Ojj matka natura pięknymi paznokciami to mnie niestety nie obdarzyła.
Sama też im nie pomagałam, obgryzając je przez naście lat. Teraz już z obgryzaniem się uporałam, ale paznokcie są kruche, łamliwe, mają nieregularne kształty. Płytka paznokcia jest krótka.
Wypróbowałam już w swoim życiu MULTUM odżywek. Tańsze, droższe, w ramach eksperymentów i te pewniaki. Dla mnie pewniakami się nie okazały.
Problem też tkwi w tym, że mając krótką płytkę paznokcia wiecznie coś pod nią włazi, a naturalnym odruchem jest dłubanie i gmyranie pod paznokciem. Więc niniejszym za pierwszy cel stawiam sobie zostawienie paznokci w spokoju!
A po drugie, zaczynam olejowanie, którym zajawiłam się dzięki wątkowi na Wizażu.
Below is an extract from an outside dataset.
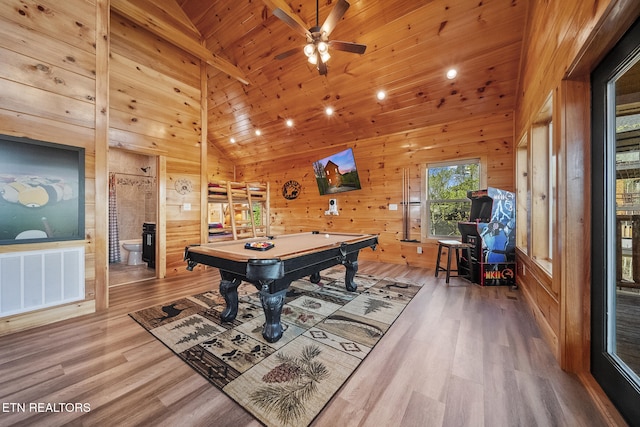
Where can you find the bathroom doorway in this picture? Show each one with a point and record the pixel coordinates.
(133, 206)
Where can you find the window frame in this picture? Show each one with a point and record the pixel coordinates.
(426, 213)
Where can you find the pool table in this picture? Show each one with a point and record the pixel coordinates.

Kto jeszcze nie słyszał może poczytać:
cz. 1 http://wizaz.pl/forum/showthread.php?t=687679
cz. 2 http://wizaz.pl/forum/showthread.php?t=768465
Dziewczyny osiągają genialne efekty. Może i mnie się uda?
Czym będę olejować?
1) olejek do masażu Alterra - migdał i papaja (dostępny tylko w Rossmannie - cena ok. 17 zł)
2) Olejek dla kobiet ciężarnych Babydream fur Mama (Rossmann, 13 zł)
3) Gal, odżywka keratynowa w kapsułkach twist off (apteka, ok. 9 zł)
Wszystkie mają bardzo dobre składy!
Powyższe pomieszałam w proporcjach przypadkowych (2 kapsułki Gal, pół na pół Babydream i Alterra) i wlałam do buteleczki z pipetką, po odżywce Pierre Rene.
Planuję olejować pomalowane paznokcie (odżywką bądź lakierem bezbarwnym), gdyż moje paznokcie potrzebują dodatkowej ochrony mechanicznej. Olejować będę zarówno pod płytkę paznokieć, z nadzieją na pojawienie się przyrostu oraz macierz, na czym mam nadzieję zyskają również skórki.
Mam nadzieję, że za parę tygodni/miesięcy będę miała się czym pochwalić. Tymczasem skromnie, ze wstydem, na końcu notki moje niechlubne kikuty ;-)
może ktoś chce dołączyć do olejowania ze mną od dziś?